If your cyber security strategy is built around buying managed detection and response (MDR), deploying an endpoint detection and response (EDR) agent, and calling it “done”, then someone has sold you a story, not a strategy.
There is a growing trend in the industry that is becoming difficult to ignore: organisations believe that once the tools are in place, the job is complete. Buy MDR, deploy EDR, tick the cyber security box and move on. Job done. Except it isn’t.
The uncomfortable truth is that cyber criminals are not measuring your security posture by the number of tools you’ve purchased. They are measuring how easily they can move through your business once they get in. And that movement rarely starts where most organisations are looking.
MDR is not the problem, it’s a valuable capability and, when implemented properly, it improves visibility and response. J2 Software recommends it, but it is not a cyber security strategy. It is one layer in a much larger attack surface that many organisations still do not fully grasp.

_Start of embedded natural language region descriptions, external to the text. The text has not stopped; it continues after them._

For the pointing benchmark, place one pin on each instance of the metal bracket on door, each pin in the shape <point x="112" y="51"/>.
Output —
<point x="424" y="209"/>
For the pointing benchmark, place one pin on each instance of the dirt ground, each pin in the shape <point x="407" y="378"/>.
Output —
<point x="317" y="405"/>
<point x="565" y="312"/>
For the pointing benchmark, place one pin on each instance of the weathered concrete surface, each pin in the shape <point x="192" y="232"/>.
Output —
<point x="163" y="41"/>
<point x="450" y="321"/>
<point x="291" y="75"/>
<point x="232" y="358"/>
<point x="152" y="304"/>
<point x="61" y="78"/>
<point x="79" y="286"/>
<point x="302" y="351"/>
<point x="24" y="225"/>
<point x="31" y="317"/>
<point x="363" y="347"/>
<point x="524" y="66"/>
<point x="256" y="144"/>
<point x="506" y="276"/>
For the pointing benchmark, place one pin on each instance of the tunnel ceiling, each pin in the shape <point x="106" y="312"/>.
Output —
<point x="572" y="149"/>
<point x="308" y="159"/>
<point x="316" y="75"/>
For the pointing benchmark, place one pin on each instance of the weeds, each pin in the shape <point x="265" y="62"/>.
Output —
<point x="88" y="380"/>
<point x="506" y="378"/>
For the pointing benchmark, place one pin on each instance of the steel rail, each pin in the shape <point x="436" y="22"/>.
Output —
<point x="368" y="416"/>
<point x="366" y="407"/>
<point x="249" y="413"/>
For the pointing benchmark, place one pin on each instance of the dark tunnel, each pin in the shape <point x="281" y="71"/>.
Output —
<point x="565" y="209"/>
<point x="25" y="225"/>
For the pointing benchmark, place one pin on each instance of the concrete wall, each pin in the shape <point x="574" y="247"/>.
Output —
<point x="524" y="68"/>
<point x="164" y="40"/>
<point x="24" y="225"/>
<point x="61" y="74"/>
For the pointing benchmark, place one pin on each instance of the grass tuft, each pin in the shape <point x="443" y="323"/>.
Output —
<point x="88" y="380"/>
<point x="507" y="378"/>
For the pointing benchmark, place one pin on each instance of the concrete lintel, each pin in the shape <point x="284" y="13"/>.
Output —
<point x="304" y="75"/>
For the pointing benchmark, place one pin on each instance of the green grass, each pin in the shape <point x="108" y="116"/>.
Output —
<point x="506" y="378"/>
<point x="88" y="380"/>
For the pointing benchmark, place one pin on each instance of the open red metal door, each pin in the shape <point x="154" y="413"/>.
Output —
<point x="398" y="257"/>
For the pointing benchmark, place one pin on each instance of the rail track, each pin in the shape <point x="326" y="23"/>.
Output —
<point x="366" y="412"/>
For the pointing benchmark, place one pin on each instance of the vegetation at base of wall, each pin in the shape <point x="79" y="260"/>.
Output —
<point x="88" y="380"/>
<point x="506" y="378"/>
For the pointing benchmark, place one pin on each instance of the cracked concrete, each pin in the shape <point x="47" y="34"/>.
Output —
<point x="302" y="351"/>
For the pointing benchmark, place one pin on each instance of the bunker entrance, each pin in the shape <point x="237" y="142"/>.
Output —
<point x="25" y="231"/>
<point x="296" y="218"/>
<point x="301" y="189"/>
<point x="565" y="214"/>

Attackers do not care whether you have an MDR platform watching your endpoints. They care about finding the weakest entry point into your environment. That could be a compromised Microsoft 365 account, a re-used password from a breach years ago, a phishing e-mail that looks convincing enough to trust or a misconfigured cloud application.

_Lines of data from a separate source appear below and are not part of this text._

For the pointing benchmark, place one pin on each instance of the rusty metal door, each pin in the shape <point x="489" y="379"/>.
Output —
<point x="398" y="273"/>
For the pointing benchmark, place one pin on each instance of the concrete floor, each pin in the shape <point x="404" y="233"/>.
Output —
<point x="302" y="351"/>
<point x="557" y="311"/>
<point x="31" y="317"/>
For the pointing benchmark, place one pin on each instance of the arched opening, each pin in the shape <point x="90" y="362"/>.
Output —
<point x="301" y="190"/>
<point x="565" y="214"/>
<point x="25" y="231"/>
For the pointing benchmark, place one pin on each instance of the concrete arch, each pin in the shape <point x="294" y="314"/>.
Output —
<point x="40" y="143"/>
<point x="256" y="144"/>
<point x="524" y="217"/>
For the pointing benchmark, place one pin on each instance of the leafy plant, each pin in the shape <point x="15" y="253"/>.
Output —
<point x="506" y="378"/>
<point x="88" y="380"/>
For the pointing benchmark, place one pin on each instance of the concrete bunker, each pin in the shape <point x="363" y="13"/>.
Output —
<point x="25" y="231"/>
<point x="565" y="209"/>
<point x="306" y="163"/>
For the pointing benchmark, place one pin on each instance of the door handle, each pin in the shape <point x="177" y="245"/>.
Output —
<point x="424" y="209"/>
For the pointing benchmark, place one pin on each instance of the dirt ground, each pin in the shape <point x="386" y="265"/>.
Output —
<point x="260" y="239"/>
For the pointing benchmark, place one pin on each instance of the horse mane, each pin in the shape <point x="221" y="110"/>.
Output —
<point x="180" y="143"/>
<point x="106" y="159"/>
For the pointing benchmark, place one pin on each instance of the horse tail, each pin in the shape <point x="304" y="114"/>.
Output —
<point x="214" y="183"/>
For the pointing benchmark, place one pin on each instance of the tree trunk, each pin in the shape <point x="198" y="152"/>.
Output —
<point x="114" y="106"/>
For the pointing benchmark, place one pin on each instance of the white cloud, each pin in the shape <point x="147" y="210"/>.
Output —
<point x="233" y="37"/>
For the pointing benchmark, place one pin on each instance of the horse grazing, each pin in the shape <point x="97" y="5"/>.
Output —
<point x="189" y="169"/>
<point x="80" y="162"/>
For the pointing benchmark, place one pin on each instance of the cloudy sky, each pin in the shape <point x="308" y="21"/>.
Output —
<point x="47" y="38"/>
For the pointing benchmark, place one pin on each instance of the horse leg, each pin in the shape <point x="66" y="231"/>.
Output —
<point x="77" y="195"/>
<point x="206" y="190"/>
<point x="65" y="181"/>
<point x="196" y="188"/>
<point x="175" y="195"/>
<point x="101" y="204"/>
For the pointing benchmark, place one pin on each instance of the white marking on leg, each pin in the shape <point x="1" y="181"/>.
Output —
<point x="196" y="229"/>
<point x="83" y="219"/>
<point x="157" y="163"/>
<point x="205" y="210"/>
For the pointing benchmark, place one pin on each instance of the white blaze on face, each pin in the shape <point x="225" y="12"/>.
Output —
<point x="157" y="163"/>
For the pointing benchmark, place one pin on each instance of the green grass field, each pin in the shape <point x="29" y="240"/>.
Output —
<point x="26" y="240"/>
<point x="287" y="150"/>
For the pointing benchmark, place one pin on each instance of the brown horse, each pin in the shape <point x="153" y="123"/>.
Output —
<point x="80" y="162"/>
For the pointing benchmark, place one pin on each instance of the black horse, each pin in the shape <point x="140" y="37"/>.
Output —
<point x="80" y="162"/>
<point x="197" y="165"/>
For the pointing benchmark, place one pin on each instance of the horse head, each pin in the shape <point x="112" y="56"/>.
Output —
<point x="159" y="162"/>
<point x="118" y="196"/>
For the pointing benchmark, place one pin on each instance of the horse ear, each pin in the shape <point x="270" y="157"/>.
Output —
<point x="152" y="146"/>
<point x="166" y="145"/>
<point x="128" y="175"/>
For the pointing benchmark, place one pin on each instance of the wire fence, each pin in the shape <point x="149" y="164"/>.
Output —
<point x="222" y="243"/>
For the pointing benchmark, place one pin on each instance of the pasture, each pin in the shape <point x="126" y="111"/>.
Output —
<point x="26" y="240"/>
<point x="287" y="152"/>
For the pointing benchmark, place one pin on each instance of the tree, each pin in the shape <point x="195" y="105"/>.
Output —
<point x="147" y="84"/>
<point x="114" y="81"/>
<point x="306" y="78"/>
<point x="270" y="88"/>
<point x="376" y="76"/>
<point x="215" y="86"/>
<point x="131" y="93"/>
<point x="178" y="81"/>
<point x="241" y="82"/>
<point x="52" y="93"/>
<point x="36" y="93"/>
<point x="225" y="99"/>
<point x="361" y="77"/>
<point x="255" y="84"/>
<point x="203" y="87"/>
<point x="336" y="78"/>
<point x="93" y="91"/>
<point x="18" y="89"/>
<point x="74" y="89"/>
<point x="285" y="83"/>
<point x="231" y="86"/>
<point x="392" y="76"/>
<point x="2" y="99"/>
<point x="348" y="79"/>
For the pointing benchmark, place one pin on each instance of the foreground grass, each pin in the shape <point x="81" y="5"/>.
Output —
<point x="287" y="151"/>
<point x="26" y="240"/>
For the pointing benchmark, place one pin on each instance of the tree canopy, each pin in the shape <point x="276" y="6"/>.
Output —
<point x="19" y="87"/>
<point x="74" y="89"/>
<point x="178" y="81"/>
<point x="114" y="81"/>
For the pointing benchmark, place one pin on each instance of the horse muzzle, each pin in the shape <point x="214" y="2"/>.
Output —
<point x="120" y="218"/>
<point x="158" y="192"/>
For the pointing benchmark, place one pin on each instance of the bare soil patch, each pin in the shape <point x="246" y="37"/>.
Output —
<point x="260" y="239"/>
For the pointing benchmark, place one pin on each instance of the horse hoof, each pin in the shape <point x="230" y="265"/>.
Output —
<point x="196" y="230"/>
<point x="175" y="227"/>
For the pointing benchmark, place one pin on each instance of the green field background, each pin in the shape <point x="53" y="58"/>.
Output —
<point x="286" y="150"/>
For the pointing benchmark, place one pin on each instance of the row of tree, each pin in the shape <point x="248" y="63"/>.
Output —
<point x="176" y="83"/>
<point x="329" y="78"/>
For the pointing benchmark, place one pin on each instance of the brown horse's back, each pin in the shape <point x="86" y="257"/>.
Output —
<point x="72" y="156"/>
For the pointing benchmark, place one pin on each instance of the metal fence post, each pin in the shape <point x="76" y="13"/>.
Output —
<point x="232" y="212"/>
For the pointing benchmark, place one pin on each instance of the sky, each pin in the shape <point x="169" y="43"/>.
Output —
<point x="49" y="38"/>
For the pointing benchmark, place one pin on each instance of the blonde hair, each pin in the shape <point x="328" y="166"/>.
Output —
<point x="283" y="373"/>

It could also be a privileged account that was never reviewed or a supplier connection that has been quietly forgotten. None of these are endpoint problems, which means none of them are solved by endpoint monitoring alone.
Cyber security as an industry has become very good at selling products. EDR, MDR, XDR, NDR, SIEM, SOAR – every year a new acronym arrives with the promise of better detection, better visibility, better response. But businesses do not buy acronyms, they buy confidence.

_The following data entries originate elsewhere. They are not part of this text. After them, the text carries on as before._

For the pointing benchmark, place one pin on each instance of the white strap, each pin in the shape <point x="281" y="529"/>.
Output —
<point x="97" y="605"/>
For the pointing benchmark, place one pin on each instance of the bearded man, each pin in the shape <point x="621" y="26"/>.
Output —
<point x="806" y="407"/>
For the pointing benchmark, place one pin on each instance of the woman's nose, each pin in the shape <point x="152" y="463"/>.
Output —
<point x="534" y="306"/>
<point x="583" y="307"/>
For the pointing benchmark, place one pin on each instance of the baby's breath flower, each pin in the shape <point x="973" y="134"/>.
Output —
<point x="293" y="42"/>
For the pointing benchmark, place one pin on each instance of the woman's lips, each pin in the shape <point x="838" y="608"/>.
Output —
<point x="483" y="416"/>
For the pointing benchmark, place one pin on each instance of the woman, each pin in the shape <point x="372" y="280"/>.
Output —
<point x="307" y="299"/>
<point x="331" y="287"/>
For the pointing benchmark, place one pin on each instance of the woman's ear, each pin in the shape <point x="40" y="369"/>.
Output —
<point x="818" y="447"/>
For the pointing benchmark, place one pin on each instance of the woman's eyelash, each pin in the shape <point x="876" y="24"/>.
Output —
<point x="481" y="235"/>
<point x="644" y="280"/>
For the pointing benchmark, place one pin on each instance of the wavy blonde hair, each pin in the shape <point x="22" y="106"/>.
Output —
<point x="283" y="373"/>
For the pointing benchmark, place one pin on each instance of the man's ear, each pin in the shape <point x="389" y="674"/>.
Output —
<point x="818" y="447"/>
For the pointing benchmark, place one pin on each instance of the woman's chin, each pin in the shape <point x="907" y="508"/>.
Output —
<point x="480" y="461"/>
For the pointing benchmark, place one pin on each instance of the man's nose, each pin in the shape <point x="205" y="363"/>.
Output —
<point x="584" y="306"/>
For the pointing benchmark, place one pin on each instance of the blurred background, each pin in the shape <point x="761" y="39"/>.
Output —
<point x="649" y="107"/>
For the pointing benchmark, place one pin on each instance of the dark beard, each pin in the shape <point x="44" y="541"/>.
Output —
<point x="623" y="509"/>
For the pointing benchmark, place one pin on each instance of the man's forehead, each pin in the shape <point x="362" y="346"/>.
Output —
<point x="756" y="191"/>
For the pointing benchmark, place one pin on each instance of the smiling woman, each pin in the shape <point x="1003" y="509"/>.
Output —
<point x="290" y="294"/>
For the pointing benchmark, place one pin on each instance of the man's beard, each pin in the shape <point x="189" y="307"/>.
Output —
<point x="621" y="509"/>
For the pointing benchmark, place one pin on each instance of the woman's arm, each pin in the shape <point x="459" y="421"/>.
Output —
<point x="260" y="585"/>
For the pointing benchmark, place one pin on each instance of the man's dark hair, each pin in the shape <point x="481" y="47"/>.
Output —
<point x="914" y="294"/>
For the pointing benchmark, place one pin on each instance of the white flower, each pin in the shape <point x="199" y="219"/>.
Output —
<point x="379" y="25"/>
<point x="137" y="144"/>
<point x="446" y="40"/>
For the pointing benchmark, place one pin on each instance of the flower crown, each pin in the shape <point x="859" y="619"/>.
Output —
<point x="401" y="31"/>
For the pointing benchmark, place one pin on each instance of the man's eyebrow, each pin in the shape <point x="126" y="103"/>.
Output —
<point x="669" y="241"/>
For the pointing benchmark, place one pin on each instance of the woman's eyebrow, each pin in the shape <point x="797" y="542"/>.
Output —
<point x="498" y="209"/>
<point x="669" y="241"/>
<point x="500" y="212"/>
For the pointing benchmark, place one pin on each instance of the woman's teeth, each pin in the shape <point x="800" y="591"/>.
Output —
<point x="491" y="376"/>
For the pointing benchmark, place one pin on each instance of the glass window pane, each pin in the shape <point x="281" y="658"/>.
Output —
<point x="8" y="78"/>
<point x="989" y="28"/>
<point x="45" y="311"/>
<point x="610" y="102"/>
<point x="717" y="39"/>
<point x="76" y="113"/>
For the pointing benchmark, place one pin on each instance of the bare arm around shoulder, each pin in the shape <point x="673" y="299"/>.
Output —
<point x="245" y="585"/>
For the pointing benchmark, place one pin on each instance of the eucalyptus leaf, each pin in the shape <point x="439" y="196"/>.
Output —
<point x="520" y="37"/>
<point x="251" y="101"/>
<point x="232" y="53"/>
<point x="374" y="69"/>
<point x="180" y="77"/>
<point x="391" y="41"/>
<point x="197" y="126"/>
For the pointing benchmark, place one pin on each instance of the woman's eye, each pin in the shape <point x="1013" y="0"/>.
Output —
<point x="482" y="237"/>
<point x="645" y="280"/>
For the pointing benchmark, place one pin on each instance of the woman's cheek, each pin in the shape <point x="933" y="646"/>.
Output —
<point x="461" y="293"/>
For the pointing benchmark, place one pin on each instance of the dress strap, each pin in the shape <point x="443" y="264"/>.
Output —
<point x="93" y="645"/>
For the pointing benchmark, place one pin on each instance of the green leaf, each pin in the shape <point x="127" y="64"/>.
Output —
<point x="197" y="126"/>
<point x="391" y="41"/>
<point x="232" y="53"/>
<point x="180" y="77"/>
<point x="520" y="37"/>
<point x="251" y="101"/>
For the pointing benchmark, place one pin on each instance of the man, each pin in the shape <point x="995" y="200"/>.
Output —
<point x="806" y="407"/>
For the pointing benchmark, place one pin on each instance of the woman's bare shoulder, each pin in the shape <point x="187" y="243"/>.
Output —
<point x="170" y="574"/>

Confidence that attacks will be detected early, confidence that suspicious activity will not go unnoticed, confidence that identity compromise will be picked up before damage is done and confidence that someone is watching when no one else is. That confidence does not come from another tool, it comes from integration.
According to Gartner’s 2026 cyber security research, the industry is shifting away from fragmented toolsets towards resilience-led security models driven by identity, AI governance and operational integration.
Gartner highlights that AI is expanding the attack surface through agentic systems and automation, that identity has effectively become the new perimeter and that organisations must move from tool-centric security to resilience-centric operating models. The message is clear: security is no longer about stacking products, it is about managing systemic risk across the entire digital environment.
The reality is that most organisations still think in terms of tools, while attackers think in terms of access. Every modern attack moves across five interconnected domains: users, e-mail, data, machines and internet. These are not theoretical categories or product silos. They are live attack paths and a weakness in one quickly becomes an entry point into the others.
AI has only accelerated this problem. Attackers are now using AI to automate reconnaissance, create highly convincing phishing campaigns and scale identity-based attacks at speed. At the same time, defenders are also using AI for detection and response. But speed without context creates noise, and noise without integration creates blind spots. That is exactly where modern breaches thrive.
The real issue is that many organisations believe they are protected because they have coverage. MDR gives a sense of coverage. EDR gives a sense of coverage. But coverage is not the same as resilience. Coverage is fragmented visibility. Resilience is connected visibility and the difference between the two is often measured in how quickly a breach is detected and contained.
Cyber resilience is not another product you can buy, it’s a design principle. It is the ability to see across all attack surfaces, correlate behaviour across systems, detect identity-based anomalies early and respond before business impact escalates. MDR can and should be part of that model, but it cannot be the model itself.
If your strategy still begins and ends with “we have MDR in place”, then the real question is simple: what parts of your business are still invisible? Because attackers already know. And they are not starting where you are looking. They are starting everywhere else.